Solid, detailed portrayal of the life and times of the formidable Queen Emma, wife to two kings and mother to two more in early eleventh-century England.

4 comments:

Rick said...

It would be pretty tough to get an upbeat book out of Emma's life story!

Of course I have to remark that even though Aethelraed 'the Unready' is a misreading, it seems wonderfully apropos, which is no doubt why it stuck.

The familiar (if often misunderstood) story of Cnut ordering back the tide certainly suggests a worldly, human perspective.

And you touch on the alt-hist speculation of what might have happened without a Norman Conquest.

My verification word, herist, is rather OE sounding.

Carla said...

Yes, it would :-) In this novel Emma is a formidable survivor, which must be pretty close to historical reality.

The scene with Cnut and the tide appears in the book, where Cnut uses it to prove to over-credulous onlookers that he is not superhuman.
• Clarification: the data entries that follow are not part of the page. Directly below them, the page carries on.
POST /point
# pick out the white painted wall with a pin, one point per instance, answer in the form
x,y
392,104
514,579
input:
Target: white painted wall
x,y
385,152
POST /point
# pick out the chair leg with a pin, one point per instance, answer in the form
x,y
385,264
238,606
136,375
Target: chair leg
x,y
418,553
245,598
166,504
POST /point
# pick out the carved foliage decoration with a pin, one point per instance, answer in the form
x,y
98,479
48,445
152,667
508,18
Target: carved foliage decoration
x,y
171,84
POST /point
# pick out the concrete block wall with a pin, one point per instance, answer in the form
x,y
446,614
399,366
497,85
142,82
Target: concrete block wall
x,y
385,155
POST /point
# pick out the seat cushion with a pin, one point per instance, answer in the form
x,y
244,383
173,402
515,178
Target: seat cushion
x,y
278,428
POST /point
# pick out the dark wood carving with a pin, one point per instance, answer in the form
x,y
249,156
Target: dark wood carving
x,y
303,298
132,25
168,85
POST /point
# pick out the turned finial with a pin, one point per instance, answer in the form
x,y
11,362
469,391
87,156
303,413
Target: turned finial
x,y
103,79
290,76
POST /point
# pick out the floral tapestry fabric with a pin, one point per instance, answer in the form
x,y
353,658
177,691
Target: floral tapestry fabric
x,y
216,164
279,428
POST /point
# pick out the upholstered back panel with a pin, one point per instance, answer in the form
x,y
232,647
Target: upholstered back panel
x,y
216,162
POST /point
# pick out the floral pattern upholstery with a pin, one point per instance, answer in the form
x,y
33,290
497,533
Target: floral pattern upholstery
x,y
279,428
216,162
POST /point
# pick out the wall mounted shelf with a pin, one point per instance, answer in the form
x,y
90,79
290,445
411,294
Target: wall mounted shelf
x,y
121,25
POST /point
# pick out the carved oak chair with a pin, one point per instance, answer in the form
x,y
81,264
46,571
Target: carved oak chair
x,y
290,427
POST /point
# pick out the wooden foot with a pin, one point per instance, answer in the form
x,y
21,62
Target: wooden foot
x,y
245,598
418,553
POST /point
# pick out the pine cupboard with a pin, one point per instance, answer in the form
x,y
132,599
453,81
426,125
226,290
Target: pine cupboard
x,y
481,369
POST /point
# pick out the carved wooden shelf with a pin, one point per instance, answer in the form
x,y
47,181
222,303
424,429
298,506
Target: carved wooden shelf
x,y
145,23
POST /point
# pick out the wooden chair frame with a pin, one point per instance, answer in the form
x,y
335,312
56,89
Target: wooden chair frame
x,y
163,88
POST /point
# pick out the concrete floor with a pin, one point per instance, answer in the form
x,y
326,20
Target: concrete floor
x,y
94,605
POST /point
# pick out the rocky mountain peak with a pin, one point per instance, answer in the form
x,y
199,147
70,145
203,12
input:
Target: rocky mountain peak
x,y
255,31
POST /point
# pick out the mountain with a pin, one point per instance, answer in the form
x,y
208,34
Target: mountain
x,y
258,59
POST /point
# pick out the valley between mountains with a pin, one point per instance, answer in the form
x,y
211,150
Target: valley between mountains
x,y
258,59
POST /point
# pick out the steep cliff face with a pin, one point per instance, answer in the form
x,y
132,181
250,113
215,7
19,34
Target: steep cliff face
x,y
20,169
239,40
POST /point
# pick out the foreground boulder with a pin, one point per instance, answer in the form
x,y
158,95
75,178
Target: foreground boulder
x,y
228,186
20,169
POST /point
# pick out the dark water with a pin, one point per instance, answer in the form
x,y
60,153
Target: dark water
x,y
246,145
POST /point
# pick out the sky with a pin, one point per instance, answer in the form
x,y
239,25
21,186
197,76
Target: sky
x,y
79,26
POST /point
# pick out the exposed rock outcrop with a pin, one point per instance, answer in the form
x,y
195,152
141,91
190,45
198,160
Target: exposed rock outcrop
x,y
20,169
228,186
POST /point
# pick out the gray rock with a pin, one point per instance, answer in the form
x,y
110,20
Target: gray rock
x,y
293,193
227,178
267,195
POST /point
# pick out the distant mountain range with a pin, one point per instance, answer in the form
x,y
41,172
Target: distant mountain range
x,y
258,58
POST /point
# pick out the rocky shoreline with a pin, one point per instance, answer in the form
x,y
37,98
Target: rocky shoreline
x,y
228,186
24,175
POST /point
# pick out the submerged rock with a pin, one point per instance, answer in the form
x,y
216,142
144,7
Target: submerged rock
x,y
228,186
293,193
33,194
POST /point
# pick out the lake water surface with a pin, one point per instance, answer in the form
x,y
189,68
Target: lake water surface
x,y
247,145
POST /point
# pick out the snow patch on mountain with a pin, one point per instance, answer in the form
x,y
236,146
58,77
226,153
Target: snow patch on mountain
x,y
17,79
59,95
There are a lot of what-ifs around the lead-up to the Norman Conquest - what if Edmund Ironside had survived longer and his sons had grown to adulthood or near-adulthood in England; what if Cnut's sons had survived longer, or even long enough to sire sons; what if Emma's son Alfred had survived; what if Edward the Exile hadn't died so soon; what if Edgar Atheling had been just a little older, and so on and so forth, and this is without getting into the what-ifs around 1066 itself.

Rick said...

Back in my Compuserve forum days I was friends with a gal (now, sadly, deceased) who was working on a novel about Emma, or as the author called her, Ymma. Her Ymma was a sympathetic but rather passive character, which was not very helpful to the book.

The fate of 11th century England also raises the old question of 'great men' versus 'historical forces.'

I once read (and swiped for my Lyonesse background) an interesting speculation that England would have drifted into the French cultural orbit even without a Conquest.
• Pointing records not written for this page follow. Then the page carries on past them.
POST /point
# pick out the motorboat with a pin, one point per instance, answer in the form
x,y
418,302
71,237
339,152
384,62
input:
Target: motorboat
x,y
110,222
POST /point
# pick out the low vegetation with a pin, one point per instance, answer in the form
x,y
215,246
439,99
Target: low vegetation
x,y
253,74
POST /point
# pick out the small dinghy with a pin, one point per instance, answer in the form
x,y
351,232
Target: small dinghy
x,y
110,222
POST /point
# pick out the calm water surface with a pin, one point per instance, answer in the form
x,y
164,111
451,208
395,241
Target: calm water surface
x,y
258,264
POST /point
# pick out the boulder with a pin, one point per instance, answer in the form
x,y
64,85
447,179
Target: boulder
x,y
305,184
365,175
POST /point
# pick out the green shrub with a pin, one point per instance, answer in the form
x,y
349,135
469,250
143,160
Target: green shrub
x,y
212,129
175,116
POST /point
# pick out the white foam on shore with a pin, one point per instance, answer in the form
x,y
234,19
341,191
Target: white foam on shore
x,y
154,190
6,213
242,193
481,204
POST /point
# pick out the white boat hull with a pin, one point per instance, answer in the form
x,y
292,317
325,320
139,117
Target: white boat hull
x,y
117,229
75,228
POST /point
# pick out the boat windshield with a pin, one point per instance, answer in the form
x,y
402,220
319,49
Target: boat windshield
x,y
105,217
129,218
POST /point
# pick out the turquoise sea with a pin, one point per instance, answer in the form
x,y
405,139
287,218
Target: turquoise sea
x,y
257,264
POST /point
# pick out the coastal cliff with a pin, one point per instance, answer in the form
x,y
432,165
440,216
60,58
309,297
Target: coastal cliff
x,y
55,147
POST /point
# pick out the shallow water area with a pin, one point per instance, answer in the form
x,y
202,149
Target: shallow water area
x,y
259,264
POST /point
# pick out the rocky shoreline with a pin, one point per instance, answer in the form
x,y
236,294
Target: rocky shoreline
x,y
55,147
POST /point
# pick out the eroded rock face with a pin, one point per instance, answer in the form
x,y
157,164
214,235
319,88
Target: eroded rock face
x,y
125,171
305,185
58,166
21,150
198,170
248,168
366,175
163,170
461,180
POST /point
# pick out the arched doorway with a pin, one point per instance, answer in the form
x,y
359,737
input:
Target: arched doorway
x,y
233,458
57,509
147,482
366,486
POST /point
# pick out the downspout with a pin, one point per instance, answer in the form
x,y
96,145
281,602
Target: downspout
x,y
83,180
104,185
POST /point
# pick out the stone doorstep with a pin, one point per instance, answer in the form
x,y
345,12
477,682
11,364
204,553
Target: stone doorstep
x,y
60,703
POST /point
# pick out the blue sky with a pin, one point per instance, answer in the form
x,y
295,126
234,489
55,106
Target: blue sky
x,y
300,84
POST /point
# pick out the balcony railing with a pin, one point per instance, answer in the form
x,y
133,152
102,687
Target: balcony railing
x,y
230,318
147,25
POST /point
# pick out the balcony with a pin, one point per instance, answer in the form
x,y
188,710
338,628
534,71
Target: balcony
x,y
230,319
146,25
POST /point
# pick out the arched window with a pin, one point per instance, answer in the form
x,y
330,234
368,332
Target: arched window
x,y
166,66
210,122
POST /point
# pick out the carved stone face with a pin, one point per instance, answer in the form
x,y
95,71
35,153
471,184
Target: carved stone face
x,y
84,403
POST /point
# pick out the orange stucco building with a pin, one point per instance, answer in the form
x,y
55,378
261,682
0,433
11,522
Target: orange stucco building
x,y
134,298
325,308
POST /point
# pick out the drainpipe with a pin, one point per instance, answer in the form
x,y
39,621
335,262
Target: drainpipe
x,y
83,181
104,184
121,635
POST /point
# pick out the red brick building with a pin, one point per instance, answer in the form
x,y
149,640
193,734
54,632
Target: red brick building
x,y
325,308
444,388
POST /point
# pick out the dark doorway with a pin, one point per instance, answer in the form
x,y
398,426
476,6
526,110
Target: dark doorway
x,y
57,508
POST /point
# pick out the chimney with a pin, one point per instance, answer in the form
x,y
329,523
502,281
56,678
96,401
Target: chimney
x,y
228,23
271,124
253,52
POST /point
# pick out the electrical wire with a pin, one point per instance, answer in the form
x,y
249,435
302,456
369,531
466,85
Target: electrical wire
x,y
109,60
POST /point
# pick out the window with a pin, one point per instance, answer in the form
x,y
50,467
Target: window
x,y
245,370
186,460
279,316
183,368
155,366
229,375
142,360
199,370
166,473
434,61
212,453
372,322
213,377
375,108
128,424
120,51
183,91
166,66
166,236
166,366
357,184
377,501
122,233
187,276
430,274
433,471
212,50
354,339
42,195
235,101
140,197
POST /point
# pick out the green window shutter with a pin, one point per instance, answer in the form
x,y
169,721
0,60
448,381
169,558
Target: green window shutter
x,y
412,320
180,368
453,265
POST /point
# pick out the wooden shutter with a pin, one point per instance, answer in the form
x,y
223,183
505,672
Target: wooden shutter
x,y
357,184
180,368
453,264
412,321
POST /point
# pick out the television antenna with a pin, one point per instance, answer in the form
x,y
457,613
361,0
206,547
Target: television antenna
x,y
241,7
The Viking age is ending. Scandinavia no longer has a vast export surplus of tough, shrewd young men on the make. Even if the Cnutlings (?) kept the English throne, also keeping up a northern empire would be huge effort for small advantage. It is not a cohesive, self-supporting structure.

Meanwhile France and French culture are just hitting stride, and trade is rapidly growing especially with the Low Countries, for which Normandy and the Ile de France matter a lot, Denmark not much, Norway hardly at all.

The fact that William is in the picture at all testifies to the shifting focus. In order to be a power player the military technology of knights would have to be adopted, with a land tenure system to support them.

Flip side is that even as it was, English feudalism was from the outset very different from French feudalism, in ways that basically reflect the continued underlying strength of the West Saxon state.

Carla said...

Passive characters can still be interesting, it depends on the kind of story being told. Good for your friend for trying to tell Emma's story.

I have a feeling that history as it happens is something of an interaction between individuals and historical forces. Slow, large-scale social and economic trends, or new ideas, may build up pressure, which is then available to be focussed through, or harnessed by, charismatic individuals or groups. Some sort of conflict between monarch and parliament might have happened in the mid-ish 17th century, but would it have been the English Civil War without Charles I and Cromwell? Discuss.... Questions like this are inherently unanswerable because you can't do the control experiment, by definition. Hence, I guess, their enduring appeal, and the attraction of what-if alternate history.

Cnut's sister was married into Normandy, so Cnut may have shared your analysis. Northern parts of Britain (Scotland and the Isles) maintained close political ties with Norway well into the High Middle Ages. It was 1400-something before Orkney formally became part of Scotland rather than Norway. A dynasty of Cnutssons might have tended to look north by land as well as sea, and Scotland might have become more closely integrated with England at an earlier date. Trade with northern and north-western Europe might then have developed along something like the lines of the later Hanseatic League. Who's to say?